La congelación durante seis meses del aumento de los carburantes mediante nuevas cargas fiscales y el aplazamiento de la subida del precio de la electricidad y del gas hasta pasado el invierno, medidas anunciadas por el primer ministro de Francia, Édouard Philippe, llegan demasiado tarde y tienen todas las trazas de ser insuficientes para deshinchar la revuelta de los chalecos amarillos. La degradación de la imagen del presidente Emmanuel Macron, con un índice de aceptación por debajo del 30%, y la capacidad de movilización demostrada por la Francia profunda frente al diktat de París, es improbable que tranquilice los ánimos de aquí al próximo sábado, día en que se la anima a regresar a la capital, «cerca de los lugares de poder, los Campos Elíseos, el Arco del Triunfo y la Concordia».

Las críticas sin tregua dirigidas al Gobierno por los partidos vencidos en el 2017 por Macron y La República En Marcha ponen en duda la presunta acefalia de la protesta, aunque hasta la fecha ninguno de ellos se ha atribuido el diseño de una estrategia de presión en la calle y en la red de carreteras. Es posible incluso que en el caso concreto de Marine Le Pen, tan comprensiva con los manifestantes, se dé algún tipo de complicidad o de apoyo logístico de la extrema derecha a las algaradas. Y tampoco parece casual que Jean-Luc Mélenchon y sus indignados muestren un notable grado de identificación con el desarrollo de los acontecimientos, mientras los herederos de los partidos clásicos de la Quinta República son incapaces de salirse de sus habituales riñas estériles.

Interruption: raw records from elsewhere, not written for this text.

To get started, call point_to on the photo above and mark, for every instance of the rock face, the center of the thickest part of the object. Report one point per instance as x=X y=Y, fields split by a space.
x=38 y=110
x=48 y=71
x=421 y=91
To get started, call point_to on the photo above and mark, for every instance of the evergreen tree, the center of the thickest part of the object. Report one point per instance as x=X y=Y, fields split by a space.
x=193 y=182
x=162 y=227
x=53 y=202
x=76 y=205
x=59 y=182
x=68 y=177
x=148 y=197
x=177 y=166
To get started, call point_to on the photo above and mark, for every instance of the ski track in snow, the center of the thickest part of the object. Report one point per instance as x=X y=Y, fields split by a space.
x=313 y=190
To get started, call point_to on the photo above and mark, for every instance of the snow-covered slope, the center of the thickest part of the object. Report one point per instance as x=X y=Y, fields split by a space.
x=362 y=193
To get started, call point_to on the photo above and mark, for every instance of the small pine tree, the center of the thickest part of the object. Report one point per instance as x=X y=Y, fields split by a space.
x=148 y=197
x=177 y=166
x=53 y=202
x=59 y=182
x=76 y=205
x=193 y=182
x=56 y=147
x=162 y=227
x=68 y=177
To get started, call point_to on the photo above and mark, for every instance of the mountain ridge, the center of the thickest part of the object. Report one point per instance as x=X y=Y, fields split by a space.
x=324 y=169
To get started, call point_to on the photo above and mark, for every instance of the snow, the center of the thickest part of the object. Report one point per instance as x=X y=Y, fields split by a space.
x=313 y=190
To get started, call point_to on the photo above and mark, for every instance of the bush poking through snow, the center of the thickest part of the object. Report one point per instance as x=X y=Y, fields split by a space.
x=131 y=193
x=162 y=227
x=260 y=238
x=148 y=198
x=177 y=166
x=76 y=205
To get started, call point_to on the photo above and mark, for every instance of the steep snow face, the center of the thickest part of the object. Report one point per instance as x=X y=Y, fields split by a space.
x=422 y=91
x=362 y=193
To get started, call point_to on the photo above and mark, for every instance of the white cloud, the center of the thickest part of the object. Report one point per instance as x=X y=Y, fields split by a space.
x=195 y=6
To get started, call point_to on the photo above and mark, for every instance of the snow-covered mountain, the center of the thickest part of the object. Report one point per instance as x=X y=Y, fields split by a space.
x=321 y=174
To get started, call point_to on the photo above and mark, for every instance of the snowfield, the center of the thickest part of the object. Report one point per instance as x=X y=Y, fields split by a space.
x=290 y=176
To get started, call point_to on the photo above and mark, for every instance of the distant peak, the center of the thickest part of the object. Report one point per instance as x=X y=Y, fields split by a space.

Puede que Macron sea el presidente soberbio y engreído que se dice, pero es del todo cierto que Francia precisa salir de la inercia y el ensimismamiento que se ha adueñado de la función pública, los servicios y el mantenimiento del Estado de bienestar. La incapacidad del establishment para comprender la naturaleza y la profundidad de las movilizaciones no niega la evidencia de que el país necesita cambios profundos para poner el Estado al día. Es el del todo discutible, en cambio, que tales reformas deban imponerse manu militari, como parecía pretender Macron, sin atender a los costes de todo tipo que entrañan y acudir en ayuda de los eventuales perjudicados. La fractura social y el desgaste sufrido por el Gobierno certifican que fue un inmenso error de Macron optar por la política de hechos consumados.